The Letter was originally a short story by W. Somerset Maugham written in 1925, which became a play performed on Broadway in 1927. It had previously been filmed by Paramount in 1929. When Warner Brothers submitted Howard Koch’s script for this movie to the Hays Office, which monitored Hollywood films’ adherence to the standards of the Production Code, changes had to be made in the story, because the Code did not countenance extra-marital sexual relationships or crimes that remained unpunished by the end of the film.


This movie was shot starting in May 1940 and was released in November 1940. It was nominated for a good number of Oscars – William Wyler for best director; Bette Davis for best actress; James Stephenson, who plays the lawyer, as best supporting actor; Tony Gaudio for best black-and-white cinematography; Warren Low for best film editing; Max Steiner for best music, original score; and best picture. It did not win any, however.

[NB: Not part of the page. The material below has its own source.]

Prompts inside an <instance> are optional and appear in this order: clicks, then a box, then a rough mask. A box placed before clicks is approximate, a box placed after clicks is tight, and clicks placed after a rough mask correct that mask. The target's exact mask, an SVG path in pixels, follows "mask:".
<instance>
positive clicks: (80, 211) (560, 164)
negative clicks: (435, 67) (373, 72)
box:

From today’s perspective it seems odd that Gale Sondergaard, a Caucasian actress, plays a Chinese woman, but remember, it was quite common for white actors and actresses to play Asian roles in Hollywood movies at that time. Nor can we manage to be as sympathetic to the life of colonial British planters lording it over the natives in Malaya as 1940s American audiences perhaps were. When the picture was released Bosley Crowther wrote in the New York Times, "The ultimate credit for as taut and insinuating a melodrama as has come along this year — a film which extenuates tension like a grim inquisitor's rack—must be given to Mr. Wyler. His hand is patent throughout . . . It is an evil tale, plotted with an eye to its torturing effects. And Mr. Wyler has directed the film along those lines. With infinite care, he has created the dark, humid atmosphere of the rubber country. At a slow, inexorable pace, he has accumulated the details. His camera generally speaks more eloquently than anyone in the picture—when, for instance, it finds a dead body lying in a rubber-curing shed or picks up the lacquered face of the native woman or focuses significantly upon the tinkling decorations in a Chinese room. The tensile strength of Mr. Wyler's suspense is incredible. Miss Davis is a strangely cool and calculating killer who conducts herself with reserve and yet implies a deep confusion of emotions . .. Only the end of The Letter is weak — and that is because of the postscript which the Hays Office has compelled." Billy Stevenson, in his contemporary blog “A Film Canon”, writes of the visual effect of this movie in these words: “In the process, it produces a strong noir aesthetic, generating a proliferation of low ceilings, as well as a dependence upon moonlight, itself generalized into a series of ghostly, elastic white presences, whose rubbery stain clings to the characters with the same insistence as the starched suits that seem to constitute their wardrobes.”


Interesting and nuanced performances, and an arresting visual style, make The Letter a memorable film, and I hope you enjoy watching it with me tonight.